When it comes to going green, Hyattsville earns high marks but leaves plenty of room for improvement. This according to the results of a recently released study which analyzed the city's ongoing efforts to make its operations more sustainable.
It's a part of Hyattsville's efforts to become an official Sustainable Maryland Certified municipality. Last September, the city council approved a measure authorizing city officials to pursue registering Hyattsville with the University of Maryland's Environmental Finance Center's Susptainable Maryland Certified designation program.
Designed for state municipalities interested in greening their operations, the Sustainable Maryland Certification attempts to provide a policy framework for cities looking to be more environmentally friendly. It's modeled off of a similar program originally developed in New Jersey.
The certification process analyzes a city on a number of criteria, from stewardship of water resources, energy consumption, and economic factors, assigning point values for sustainable programs and tools already in use by the city. In order to qualify as a Sustainible Maryland Certified municipality, the city must have scored at least 150 points.
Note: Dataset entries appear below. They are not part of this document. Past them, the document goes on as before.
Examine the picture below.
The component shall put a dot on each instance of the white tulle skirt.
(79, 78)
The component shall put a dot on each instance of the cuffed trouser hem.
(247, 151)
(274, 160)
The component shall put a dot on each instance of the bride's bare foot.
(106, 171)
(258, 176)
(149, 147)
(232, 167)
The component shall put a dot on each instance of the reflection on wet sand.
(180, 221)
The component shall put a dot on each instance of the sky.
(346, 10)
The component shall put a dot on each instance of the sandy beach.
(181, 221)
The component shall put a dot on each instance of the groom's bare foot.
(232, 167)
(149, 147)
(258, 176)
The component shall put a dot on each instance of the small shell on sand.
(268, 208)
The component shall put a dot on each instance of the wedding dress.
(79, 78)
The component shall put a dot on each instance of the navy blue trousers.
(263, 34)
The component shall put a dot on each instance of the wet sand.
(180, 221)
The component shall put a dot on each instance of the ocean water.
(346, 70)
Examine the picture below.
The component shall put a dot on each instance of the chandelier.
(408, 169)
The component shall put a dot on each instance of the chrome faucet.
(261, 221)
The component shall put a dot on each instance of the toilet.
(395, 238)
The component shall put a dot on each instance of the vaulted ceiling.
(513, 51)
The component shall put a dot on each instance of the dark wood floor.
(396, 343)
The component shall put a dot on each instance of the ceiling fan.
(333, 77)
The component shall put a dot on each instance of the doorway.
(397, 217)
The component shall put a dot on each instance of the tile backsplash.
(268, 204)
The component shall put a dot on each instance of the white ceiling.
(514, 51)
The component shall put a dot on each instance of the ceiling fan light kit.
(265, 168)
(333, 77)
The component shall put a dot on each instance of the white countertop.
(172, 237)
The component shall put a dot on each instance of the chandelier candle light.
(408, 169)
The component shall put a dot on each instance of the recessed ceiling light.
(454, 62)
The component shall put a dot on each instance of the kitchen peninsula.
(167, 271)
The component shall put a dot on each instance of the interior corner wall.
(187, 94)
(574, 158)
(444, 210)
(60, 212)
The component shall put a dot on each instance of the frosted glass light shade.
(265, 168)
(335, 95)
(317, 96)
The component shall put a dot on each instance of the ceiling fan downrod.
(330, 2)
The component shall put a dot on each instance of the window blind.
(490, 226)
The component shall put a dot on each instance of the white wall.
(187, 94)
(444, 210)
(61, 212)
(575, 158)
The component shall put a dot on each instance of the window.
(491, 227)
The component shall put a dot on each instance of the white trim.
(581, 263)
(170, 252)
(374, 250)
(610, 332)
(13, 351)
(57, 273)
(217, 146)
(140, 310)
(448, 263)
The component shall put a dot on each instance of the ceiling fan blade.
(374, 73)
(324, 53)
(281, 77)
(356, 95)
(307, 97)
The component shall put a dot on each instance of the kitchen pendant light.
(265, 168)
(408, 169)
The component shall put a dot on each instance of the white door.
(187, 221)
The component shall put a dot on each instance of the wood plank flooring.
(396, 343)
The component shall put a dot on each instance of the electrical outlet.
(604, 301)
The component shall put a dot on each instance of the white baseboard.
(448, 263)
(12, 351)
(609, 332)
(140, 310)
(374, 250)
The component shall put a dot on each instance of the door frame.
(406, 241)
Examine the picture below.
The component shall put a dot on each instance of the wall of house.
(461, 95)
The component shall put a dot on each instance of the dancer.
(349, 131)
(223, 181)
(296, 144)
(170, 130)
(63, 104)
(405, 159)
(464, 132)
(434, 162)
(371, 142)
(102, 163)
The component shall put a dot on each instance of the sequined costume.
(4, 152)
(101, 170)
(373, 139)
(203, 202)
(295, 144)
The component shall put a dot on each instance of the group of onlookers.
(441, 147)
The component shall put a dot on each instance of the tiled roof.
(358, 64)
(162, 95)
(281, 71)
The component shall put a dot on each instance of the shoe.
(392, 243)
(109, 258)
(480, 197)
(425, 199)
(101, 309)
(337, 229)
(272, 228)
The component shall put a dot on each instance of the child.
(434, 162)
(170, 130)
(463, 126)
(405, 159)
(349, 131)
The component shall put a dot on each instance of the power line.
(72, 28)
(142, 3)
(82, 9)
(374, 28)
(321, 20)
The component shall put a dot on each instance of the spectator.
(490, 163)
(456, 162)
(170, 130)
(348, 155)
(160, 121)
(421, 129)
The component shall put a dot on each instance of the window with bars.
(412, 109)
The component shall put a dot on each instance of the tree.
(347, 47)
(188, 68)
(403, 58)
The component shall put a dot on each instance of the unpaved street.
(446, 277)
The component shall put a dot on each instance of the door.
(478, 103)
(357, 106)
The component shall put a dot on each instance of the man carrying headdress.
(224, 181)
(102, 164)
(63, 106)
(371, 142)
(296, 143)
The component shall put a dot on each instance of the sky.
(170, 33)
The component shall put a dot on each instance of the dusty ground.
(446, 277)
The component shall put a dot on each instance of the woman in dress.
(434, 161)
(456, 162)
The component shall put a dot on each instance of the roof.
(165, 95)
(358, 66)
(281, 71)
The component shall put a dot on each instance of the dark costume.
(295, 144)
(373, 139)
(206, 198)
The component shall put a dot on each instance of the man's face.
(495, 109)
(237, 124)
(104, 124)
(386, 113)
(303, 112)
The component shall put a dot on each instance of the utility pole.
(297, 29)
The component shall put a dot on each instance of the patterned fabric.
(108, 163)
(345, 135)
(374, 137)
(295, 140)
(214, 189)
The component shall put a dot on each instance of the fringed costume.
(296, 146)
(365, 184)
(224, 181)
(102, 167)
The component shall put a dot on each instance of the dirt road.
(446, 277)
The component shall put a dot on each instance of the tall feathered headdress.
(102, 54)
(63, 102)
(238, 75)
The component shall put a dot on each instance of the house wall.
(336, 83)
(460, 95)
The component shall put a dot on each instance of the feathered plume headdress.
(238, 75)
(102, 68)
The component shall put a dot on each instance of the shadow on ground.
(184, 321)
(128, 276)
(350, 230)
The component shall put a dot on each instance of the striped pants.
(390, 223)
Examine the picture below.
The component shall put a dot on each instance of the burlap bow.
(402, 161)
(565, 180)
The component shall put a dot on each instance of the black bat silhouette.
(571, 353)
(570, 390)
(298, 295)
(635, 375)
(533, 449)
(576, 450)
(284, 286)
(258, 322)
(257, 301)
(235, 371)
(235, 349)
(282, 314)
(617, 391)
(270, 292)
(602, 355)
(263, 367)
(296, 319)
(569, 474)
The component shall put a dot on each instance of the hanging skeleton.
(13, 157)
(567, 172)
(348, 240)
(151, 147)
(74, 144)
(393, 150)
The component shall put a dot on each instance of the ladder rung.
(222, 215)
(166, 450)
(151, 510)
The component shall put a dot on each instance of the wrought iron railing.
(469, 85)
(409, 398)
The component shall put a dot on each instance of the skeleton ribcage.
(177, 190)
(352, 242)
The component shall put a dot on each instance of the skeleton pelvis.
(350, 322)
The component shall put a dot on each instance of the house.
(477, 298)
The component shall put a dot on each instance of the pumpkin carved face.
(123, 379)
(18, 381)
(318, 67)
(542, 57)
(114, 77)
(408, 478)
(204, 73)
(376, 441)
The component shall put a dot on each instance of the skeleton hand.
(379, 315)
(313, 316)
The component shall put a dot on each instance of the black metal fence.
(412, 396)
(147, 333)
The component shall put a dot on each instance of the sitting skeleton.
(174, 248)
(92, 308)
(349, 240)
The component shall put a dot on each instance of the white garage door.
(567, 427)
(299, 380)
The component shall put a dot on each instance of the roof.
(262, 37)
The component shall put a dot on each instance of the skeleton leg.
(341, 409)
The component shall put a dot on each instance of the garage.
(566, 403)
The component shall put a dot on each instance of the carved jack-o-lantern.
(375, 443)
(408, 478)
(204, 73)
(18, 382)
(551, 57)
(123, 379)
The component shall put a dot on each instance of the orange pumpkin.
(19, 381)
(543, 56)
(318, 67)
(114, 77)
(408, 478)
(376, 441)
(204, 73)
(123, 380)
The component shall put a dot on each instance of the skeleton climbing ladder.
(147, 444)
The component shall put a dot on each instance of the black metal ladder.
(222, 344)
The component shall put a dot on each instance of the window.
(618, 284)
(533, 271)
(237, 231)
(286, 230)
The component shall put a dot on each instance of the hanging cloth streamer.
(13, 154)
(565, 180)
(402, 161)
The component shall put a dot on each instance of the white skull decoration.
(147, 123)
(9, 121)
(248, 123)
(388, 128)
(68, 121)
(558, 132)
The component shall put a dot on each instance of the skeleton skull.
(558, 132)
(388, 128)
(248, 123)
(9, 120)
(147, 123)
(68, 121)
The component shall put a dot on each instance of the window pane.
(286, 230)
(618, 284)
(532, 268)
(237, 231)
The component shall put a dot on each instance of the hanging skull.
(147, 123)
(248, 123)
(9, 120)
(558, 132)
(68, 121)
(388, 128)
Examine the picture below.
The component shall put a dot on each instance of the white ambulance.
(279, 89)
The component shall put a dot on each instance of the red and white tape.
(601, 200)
Since the city council voted to seek the certification, Jim Chandler, Hyattsville's director of Community and Economic Development, has been working with University of Maryland Graduate Student Trent Wells to quantify the city's ongoing efforts to operate in a more sustainable manner.
According to Wells' analysis, Hyattsville would well exceed the 150 point minimum needed for the certificaion, earning a projected 225 points on the sustainable scale. Helping Hyattsville earn that score were the existence of the city's Environmental Committee, the local farmer's market and community garden, and a municipal energy audit, among others. The full report can be read in this week's city council agenda packet.
While Hyattsville would easily qualify for the certification, next year the Sustainable Maryland Certified program will be expanded into a three tiered–bronze, silver and gold–certification program. Hyattsville's projected score would only earn it a bronze level certification.
Wells' report suggests that the city pursue future silver level certification by expanding environmentally friendly programs. That's no small feat, requiring a score of 350 points. Wells suggests that the city consider expanding community based food programs, establishing and promoting a buy local campaign, and the creation of new staff to oversee the city's sustainability efforts.